Abdominal Sacral Colpopexy

Mickey M. Karram

Suspension of the vagina to the sacral promontory by means of an abdominal approach has been shown to be an effective treatment for uterovaginal prolapse and vaginal vault prolapse. Although the exact indications for abdominal sacral colpopexy are controversial, the author prefers it to a vaginal repair when there is obvious failure of the compensatory support mechanisms of the pelvis, especially in the very young patient (Fig. 43–1), or when the vagina has been foreshortened as a result of previous repairs (Fig. 43–2). Many different graft materials have been used for abdominal sacral colpopexy. Natural materials include fascia lata, rectus fascia, and dura mater. Synthetic materials have included polypropylene mesh, polyester fiber mesh, polytetrafluoroethylene mesh, Mersilene mesh, Silastic silicone rubber, and Marlex mesh.
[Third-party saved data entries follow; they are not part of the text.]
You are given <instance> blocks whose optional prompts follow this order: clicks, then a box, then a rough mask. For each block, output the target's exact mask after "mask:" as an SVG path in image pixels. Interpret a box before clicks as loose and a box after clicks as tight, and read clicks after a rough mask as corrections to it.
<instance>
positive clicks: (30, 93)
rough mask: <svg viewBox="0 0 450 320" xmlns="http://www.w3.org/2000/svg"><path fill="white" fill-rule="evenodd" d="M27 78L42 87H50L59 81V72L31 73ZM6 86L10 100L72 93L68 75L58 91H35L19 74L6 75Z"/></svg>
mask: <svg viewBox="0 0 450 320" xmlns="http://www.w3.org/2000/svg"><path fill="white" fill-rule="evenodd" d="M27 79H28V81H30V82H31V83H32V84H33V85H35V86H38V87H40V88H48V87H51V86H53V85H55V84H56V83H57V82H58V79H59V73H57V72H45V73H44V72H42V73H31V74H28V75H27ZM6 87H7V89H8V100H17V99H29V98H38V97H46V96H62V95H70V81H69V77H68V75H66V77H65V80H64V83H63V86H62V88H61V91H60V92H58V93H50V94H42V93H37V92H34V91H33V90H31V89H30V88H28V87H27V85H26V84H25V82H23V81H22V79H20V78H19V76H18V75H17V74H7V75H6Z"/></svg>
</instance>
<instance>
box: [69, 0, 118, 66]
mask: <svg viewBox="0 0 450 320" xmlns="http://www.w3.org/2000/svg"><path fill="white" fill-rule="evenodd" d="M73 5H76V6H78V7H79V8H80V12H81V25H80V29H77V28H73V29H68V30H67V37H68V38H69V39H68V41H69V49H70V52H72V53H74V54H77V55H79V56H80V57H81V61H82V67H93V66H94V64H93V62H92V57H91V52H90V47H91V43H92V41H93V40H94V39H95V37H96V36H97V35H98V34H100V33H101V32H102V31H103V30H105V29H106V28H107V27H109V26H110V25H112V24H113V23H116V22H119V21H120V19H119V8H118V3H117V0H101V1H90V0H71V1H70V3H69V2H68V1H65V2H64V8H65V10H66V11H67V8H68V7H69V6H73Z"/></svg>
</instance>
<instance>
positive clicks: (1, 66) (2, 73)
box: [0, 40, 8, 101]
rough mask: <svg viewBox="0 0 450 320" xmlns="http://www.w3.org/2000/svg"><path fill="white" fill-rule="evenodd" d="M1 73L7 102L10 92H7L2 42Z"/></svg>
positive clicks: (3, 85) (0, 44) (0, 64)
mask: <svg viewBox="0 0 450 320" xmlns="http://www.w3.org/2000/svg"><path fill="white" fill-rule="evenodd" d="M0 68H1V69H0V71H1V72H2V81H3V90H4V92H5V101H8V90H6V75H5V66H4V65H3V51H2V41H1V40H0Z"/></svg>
Although homologous tissue in the form of cadaveric fascia lata and other xenografts have also been utilized for this operation (Fig. 43–3), at the present time the material of choice is polypropylene. The technique for abdominal sacral colpopexy with graft placement is as follows:

1. The patient should be placed in Allen stirrups or in a frogleg position so that the surgeon has easy access to the vaginal area during the operation. A sponge stick or an EEA (end-to-end anastomosis) sizer (Fig. 43–4) can be placed in the vagina for manipulation of the apex if desired. A Foley catheter with a large (30-mL) balloon is placed in the bladder for drainage. Prophylactic perioperative antibiotics are generally used during this procedure.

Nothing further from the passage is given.